ParaWorld takes place in a bizarre parallel dimension that seems one part Dinotopia, two parts Arthur Conan Doyle's The Lost World, and a little bit of Jurassic Park thrown in for good measure. In this world are three human tribes who live, work with and fight against a variety of dinosaurs and each other. The Dragon Clan is based on Asian culture and is built around their monopoly on explosives (their Seismosaurus unit boasts a mortar and Gatling guns) and their skill with machinery, which they use to build devilishly tricky traps. The Dust Riders seem to be patterned more after North African nomad tribes and have weaker, but more mobile armies. Finally, the Norsemen are Viking-inspired warriors who tend to use more prehistoric mammals than dinosaurs. Two of their best units are a mammoth that acts as a super resource gatherer and a Battle Rhino that seems to take great pleasure in stamping down enemy huts.


What makes the game really interesting, however, isn't the premise, but how well Sunflowers can implement it and carry it off. They've certainly got the absurdist style down right. The units in ParaWorld run the gamut from basic infantry like spearmen and axmen to ranged units like bowmen to a variety of tank, troop carrier, artillery, and siege units. In playing the game, however, I was most impressed with the sheer creativity of the designs that Sunflowers has come up with to fill each of these standard military roles. My personal favorites so far include a dinosaur that launches eggs over walls which hatch into raptors, and a Kentrosaurus unit wearing armor with a ridiculous amount of spikes on it. Remember the drawings you did as a kid of a T-Rex with a machine gun mounted to its head? Something like that's in here, and you'll get to control it and watch as it eats enemy infantry. ParaWorld's creature designs are deliciously, gloriously insane.

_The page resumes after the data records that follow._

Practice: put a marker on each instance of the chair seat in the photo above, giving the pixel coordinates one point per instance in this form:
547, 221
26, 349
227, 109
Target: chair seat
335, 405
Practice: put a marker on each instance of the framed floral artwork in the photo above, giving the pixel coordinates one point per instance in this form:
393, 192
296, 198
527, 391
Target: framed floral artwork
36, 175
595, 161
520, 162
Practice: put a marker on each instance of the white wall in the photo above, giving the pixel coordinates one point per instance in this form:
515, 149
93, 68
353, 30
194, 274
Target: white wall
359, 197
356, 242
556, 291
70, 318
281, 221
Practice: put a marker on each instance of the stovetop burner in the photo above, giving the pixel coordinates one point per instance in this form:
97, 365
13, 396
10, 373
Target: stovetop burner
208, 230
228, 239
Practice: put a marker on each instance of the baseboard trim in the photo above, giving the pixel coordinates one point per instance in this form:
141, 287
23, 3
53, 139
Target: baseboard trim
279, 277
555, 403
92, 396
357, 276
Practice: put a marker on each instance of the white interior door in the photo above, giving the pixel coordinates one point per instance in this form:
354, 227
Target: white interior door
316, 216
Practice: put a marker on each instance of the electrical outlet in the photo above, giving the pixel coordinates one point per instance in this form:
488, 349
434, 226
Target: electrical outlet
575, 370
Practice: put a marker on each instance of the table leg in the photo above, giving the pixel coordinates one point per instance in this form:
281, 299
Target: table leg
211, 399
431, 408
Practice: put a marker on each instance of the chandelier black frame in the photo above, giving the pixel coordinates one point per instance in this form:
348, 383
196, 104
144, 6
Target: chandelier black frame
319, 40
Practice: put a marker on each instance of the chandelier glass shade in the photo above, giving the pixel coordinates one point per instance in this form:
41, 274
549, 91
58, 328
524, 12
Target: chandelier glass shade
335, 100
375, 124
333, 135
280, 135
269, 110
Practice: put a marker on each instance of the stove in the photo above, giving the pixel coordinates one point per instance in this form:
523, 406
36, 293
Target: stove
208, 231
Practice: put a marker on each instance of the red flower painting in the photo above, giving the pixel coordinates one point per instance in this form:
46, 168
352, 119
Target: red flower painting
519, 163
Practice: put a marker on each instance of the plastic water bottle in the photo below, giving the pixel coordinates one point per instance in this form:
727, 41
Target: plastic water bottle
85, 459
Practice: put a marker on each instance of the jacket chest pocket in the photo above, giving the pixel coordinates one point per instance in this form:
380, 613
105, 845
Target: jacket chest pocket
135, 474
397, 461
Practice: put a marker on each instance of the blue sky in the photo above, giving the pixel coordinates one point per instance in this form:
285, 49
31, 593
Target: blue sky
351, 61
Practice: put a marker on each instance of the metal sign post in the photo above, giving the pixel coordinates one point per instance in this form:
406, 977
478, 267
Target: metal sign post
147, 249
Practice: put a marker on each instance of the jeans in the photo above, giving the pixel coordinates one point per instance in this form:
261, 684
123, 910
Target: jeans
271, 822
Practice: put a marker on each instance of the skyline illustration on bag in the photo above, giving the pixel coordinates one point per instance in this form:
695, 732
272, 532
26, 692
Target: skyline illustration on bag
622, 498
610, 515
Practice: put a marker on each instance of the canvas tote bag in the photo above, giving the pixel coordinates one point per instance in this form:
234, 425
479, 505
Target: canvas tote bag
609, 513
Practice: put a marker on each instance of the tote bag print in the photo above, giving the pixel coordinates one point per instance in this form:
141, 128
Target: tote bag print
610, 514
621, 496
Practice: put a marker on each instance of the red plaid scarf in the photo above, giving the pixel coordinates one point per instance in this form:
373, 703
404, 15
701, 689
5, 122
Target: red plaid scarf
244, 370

All that, however, means nothing without a decent strategic game to back it up. Here, too, the signs look promising. ParaWorld follows recent RTS trends with a strategic bias toward aggressive gameplay, lots of movement, and an emphasis on unit management rather than basic logistics. Units are very specialized. Norsemen Lancer infantry, for example, are designed for use against mounted units and are helpless up close. The Allosaurus, on the other hand, is solely an infantry killer. They won't even attack buildings and are pretty helpless against ranged artillery and siege machines.